Editorial
June 17, 2005

External debt is unpayable

When Cuban President Fidel Castro Ruz declared in the 1980s that the external debt of developing (he called them “underdeveloped) countries was unpayable and should be forgiven, many looked at him as a renegade spouting the ridiculous.

Over time however, officials who had left the employ of the World Bank and the International Monetary Fund began quietly making statements about the need for debt forgiveness for poor countries. The idea began to take root and there were increased calls for the economically powerful nations of the world to ease the debt burden of “developing” nations.{{more}}

In 1999, the summit of the G8 was greeted by the shocking “Carnival against Capitalism”, which called on the group to forgive the debts of developing countries. This trend continued with civil society groups continuing to raise the issue of the injustice of poor countries having to struggle to service their external debts.

The United States, for other reasons, in 2003 took the initiative of asking finance ministers to forgive the debts of Iraq to allow that war-torn nation to begin to get back on its feet. The basic idea was setting in.

Then in 2004, Jeffery Sachs a leading advisor to United Nation’s Secretary General Kofi Annan, called on developed countries to cancel the debts of African countries. He further called on those African nations to ignore their $201 billion debt burdens.

In fact, it was realized that in attempting the make payments on loans owed to the international financial agencies, the countries were being prevented from ever really being in a position where they could begin to truly develop.
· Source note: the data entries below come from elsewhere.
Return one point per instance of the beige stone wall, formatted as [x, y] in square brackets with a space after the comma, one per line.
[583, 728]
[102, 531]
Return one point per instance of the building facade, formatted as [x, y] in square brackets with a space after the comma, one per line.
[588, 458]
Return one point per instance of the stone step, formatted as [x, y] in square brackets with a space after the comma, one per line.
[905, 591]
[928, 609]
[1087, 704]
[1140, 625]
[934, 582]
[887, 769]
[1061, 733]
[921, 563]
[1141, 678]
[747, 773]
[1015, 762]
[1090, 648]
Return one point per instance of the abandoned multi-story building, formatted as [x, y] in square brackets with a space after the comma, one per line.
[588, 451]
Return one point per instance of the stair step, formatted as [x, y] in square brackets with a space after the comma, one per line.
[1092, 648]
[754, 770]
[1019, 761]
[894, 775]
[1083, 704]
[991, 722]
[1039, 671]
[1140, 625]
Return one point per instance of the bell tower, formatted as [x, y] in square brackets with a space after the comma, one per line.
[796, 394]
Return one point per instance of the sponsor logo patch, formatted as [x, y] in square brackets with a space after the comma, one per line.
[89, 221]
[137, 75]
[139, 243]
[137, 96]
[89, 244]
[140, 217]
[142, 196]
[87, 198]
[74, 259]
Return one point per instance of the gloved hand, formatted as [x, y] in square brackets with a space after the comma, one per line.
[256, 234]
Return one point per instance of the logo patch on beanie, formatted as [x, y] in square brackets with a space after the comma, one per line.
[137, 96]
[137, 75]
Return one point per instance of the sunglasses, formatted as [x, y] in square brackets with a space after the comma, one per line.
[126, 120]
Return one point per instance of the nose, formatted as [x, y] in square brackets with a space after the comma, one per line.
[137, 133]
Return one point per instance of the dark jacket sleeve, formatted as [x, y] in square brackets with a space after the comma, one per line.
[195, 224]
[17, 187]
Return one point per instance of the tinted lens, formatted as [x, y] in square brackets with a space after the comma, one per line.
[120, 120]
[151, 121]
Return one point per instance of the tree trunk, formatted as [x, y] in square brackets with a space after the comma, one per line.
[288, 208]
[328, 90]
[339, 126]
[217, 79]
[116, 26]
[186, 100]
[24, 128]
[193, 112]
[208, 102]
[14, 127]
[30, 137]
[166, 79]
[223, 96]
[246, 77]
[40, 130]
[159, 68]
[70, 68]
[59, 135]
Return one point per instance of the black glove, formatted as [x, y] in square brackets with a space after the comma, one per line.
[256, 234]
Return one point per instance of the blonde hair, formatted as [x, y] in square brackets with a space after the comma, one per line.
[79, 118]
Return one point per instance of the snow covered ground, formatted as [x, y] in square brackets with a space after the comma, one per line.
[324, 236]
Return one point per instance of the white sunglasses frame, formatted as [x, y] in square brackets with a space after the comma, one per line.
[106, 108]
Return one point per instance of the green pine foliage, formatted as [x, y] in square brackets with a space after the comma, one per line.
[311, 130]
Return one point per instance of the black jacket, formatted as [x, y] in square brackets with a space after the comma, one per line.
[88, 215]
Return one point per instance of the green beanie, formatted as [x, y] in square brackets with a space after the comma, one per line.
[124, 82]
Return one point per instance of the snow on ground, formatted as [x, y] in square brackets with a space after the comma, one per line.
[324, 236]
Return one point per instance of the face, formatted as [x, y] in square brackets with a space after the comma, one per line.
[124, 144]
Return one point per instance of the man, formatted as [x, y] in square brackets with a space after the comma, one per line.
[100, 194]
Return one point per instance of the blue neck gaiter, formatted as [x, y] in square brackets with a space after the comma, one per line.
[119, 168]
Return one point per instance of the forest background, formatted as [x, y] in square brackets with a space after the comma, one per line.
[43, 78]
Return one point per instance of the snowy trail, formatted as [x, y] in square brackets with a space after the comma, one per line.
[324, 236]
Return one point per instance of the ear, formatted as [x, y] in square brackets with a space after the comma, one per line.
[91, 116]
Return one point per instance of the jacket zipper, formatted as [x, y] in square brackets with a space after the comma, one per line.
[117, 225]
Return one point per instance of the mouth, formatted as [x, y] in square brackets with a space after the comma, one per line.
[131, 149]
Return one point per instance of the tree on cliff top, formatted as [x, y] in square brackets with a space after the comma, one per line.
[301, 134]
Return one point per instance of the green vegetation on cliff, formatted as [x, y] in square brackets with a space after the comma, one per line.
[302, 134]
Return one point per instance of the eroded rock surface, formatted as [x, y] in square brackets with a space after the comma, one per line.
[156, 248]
They would never ever be in a position to pay the interests on loans, much less so the principals.

It is clearer than ever that the playing field was not a level one, and was not ever going to become level enough to allow the disadvantaged nations of the world to begin to cover their debts and provide a decent standard of living for their populations.
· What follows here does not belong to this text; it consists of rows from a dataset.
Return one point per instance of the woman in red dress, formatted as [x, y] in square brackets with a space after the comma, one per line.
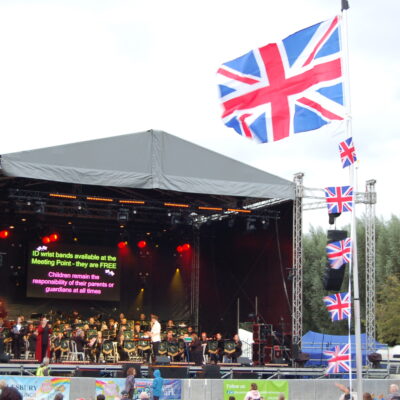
[43, 332]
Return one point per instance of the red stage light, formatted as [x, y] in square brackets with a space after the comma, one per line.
[46, 240]
[142, 244]
[4, 234]
[54, 237]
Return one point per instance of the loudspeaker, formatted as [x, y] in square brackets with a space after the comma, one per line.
[162, 360]
[125, 367]
[244, 361]
[211, 372]
[333, 278]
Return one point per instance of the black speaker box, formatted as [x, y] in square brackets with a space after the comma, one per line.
[333, 278]
[171, 372]
[244, 361]
[211, 372]
[125, 367]
[335, 235]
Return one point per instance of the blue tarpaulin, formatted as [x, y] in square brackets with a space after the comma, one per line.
[315, 344]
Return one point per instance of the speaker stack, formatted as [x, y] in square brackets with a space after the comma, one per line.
[263, 342]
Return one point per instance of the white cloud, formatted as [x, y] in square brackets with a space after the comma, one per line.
[79, 70]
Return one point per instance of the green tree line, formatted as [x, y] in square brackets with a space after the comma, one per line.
[316, 317]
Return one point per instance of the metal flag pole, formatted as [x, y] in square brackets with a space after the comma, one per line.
[353, 183]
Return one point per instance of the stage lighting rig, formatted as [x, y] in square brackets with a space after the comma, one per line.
[123, 215]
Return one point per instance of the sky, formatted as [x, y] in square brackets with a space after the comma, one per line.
[78, 70]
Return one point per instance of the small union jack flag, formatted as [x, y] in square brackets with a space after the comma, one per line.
[339, 199]
[338, 306]
[347, 152]
[339, 359]
[339, 253]
[283, 88]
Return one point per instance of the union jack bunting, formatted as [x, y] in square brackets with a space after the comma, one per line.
[347, 152]
[338, 306]
[339, 253]
[339, 199]
[283, 88]
[339, 359]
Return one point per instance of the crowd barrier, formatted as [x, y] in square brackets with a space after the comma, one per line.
[45, 388]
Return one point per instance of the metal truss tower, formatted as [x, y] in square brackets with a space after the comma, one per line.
[370, 201]
[313, 199]
[297, 294]
[195, 278]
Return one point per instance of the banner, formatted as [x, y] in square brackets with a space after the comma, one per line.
[38, 388]
[269, 389]
[112, 388]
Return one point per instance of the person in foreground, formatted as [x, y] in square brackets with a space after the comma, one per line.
[10, 393]
[130, 382]
[394, 393]
[253, 394]
[157, 385]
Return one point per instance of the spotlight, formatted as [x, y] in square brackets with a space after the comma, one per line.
[142, 244]
[39, 207]
[123, 215]
[46, 240]
[4, 234]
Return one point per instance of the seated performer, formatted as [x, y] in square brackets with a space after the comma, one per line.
[17, 333]
[43, 339]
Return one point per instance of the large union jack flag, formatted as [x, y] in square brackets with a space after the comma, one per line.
[339, 199]
[287, 87]
[339, 253]
[339, 359]
[347, 152]
[338, 306]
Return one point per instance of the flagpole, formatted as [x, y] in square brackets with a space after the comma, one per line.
[353, 183]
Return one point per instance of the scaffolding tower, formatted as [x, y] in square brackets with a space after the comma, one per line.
[313, 199]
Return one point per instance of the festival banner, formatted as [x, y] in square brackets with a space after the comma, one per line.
[38, 388]
[111, 388]
[269, 389]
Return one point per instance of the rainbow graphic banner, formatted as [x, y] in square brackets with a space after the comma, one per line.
[111, 388]
[38, 388]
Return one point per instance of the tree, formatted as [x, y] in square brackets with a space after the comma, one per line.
[388, 311]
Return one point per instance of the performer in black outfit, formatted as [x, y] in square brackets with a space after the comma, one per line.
[218, 357]
[238, 348]
[196, 350]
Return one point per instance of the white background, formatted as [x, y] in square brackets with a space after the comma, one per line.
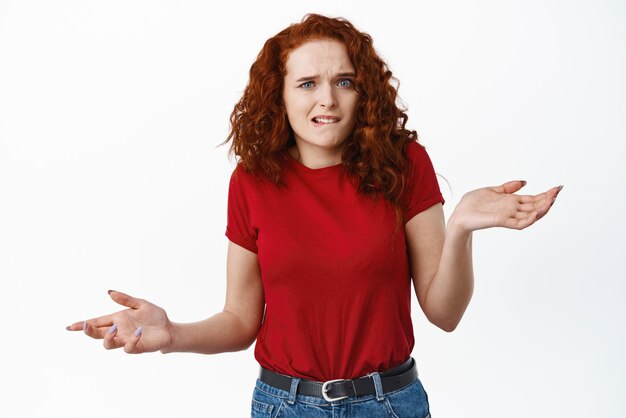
[111, 178]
It was against this background, and helped certainly by the force of massive and constant protests each time the members of the powerful G 8 met, that a landmark decision was arrived at. This week, the world learnt that the Group of Eight industrialized nations had announced the cancellation of more than 40 billion dollars in debt owed by the world’s poorest nations.

The deal will initially scrap $40-billion owed by 18 nations eligible for debt relief under the Heavily Indebted Poor Countries Initiative, including Benin, Bolivia, Burkina Faso, Ethiopia, Ghana, Guyana and Mali. This, as was said this week, was based on an initiative launched by the World Bank and IMF in 1996. Certainly though, it was the constant pressure of worldwide public opinion which forced this.

But the G8 is hitting back with its own terms. They say a further nine countries, owing $11-billion, are expected to complete the program’s targets for good governance within 12 to 18 months in order to qualify as well. They want pre-qualifying nations to “meet the good governance standard to cut corruption, tackle fraud, free up their economies and liberalize trade.”

Interestingly, only one Caribbean nation has been included; that is Guyana. Haiti has been ruled out since that impoverished nation does not meet the good governance criteria, as the Latortue government has become an embarrassment for even the United States.

But, for all the politics behind this move, it is one that is welcomed and can only continue. While we prefer to trade and not just go cap in hand seeking aid, the reality is that our fragile economies will never be able to compete on an even keel with those of any of the major industrialized nations of the world.

The debt forgiveness must continue and be widened to include even more of our poor countries.

As Bob Geldof, who has been raising funds for poor nations of the world said: “… 280 million Africans will wake up for the first time in their lives without owing you or me a penny from the burden of debt that has crippled them and their countries for so long.”

We’d all love to be in that same position.